Budget 2021 did not allocate sufficient resources to our ICUs or invest adequately in Sláintecare
Commenting, Roisin Shortall TD, co-leader and spokesperson on Health said:
“The investment in ICUs flowing from Budget 2021 will fall far short of what is required. While capital expenditure in additional beds is welcome, there is a shortfall of around 250 critical care beds in the system. The budget allows for 66 new such beds. This represents a clear lack of ambition and will disappoint people who would have hoped that the budget would address the situation.
“The headline health figure in Budget 2021 masks the fact that much of the additional health spending next year will be for Covid-19 measures, including the test and trace system and PPE. New demands on service delivery, infection prevention and control, and social distancing has put extreme pressure on a system that was already operating over-capacity.
“Access to healthcare should not depend on what’s in your pocket. There is nothing in Budget 2021 to address the costs of access to healthcare – including free GP care, extension of medical card availability or reduced costs of medicines.
“The severe impact of Covid-19 on the nation’s mental health and wellbeing cannot be overstated. The surge in referrals has put new demands on chronically underfunded services with already far too long waiting lists. It is very regrettable that the Government have provided less than half of the €80m needed and services will continue to be overwhelmed.
“The Government has signed up to Sláintecare, and so it’s disappointing to see the slow progress in its implementation.
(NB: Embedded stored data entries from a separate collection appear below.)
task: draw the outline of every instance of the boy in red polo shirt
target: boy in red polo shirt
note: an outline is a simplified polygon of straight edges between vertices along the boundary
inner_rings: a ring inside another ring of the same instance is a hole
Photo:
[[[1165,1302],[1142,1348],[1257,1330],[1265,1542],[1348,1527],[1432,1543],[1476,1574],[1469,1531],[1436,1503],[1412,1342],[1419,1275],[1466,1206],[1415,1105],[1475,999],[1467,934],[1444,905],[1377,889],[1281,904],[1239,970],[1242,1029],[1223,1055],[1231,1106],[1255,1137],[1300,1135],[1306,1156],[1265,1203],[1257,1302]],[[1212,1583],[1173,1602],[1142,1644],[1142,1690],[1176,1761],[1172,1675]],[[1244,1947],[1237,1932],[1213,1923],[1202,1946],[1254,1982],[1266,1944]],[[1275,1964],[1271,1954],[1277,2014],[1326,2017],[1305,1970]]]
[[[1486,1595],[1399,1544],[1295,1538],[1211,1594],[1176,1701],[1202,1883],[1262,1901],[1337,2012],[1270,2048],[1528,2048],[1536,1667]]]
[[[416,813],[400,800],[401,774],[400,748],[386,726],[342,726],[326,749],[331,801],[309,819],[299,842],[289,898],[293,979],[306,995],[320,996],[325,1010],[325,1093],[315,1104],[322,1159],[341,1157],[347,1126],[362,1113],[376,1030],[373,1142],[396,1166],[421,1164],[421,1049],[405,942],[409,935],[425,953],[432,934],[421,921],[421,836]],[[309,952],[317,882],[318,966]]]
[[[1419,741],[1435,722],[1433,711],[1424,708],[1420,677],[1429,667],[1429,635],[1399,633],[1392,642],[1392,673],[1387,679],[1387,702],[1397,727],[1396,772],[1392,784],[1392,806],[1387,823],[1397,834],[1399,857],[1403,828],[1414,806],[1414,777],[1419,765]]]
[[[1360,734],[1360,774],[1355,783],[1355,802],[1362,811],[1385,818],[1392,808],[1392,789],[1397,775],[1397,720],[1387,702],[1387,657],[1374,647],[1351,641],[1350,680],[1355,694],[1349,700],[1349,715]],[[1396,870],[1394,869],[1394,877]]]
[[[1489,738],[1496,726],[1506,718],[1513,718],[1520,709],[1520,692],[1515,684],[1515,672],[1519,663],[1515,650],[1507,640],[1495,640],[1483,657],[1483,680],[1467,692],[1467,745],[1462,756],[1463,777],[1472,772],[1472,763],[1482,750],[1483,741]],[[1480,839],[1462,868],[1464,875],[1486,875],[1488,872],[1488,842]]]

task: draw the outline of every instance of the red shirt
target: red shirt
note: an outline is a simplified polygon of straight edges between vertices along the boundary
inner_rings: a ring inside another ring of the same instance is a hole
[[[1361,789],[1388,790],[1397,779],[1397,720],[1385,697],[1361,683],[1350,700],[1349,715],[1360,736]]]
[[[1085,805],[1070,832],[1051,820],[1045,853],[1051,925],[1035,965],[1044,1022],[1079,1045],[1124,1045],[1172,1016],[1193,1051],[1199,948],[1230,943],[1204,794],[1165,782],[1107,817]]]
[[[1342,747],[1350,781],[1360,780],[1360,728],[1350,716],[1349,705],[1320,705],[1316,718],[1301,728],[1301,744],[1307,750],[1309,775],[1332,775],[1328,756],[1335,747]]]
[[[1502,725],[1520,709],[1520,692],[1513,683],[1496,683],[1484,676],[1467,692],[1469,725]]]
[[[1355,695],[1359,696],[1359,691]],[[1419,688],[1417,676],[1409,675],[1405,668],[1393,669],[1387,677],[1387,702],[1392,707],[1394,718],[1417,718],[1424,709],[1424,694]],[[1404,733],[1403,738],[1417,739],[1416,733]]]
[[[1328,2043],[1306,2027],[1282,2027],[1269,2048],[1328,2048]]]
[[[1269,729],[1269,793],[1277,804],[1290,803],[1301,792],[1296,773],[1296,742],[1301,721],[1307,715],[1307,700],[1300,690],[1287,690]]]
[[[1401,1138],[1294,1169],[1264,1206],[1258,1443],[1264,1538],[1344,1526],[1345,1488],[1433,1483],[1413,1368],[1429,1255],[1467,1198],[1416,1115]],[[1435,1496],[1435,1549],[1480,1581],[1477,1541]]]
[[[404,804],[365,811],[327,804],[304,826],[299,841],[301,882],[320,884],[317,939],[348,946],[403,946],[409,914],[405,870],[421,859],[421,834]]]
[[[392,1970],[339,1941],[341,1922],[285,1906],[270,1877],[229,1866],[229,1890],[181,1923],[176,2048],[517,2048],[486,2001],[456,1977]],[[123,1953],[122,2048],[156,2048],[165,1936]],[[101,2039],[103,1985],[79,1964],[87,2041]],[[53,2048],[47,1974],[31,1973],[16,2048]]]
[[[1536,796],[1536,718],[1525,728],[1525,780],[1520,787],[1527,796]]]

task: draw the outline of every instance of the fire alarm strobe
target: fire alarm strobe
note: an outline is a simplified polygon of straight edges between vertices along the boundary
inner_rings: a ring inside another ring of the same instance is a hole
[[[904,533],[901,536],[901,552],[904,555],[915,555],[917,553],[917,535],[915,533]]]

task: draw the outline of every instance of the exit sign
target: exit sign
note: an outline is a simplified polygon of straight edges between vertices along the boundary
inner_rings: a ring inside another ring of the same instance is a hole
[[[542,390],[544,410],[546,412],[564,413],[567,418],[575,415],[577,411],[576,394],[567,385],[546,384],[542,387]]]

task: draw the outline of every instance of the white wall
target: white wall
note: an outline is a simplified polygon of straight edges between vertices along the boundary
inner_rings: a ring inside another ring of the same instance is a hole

The great bulk of the health spending announced in the budget is Covid-19 related.
“The Sláintecare plan to reform our health service was published in 2017. It should now be in its fourth year of reform, but instead it has never received proper Government backing and funding to implement the plan. You can’t help but ask whether our health service would have been better equipped to deal with Covid-19 if the Sláintecare action plan had been implemented and funded from the start.
“There is no sign of the introduction of the sorts of fundamental reforms required in the provision of health services. There is nothing in the budget about the additional GPs, nurses, therapists required to support what was announced as a shift from acute hospitals to community care.
“We have to give people hope that coming out of the pandemic we will have a proper health service; hope that we can learn from decades of underinvestment and provide the kind of health and public health and social care service that provides timely access based on need, not ability to pay. The Government, despite additional funding, have again missed a crucial opportunity in Budget 2021.”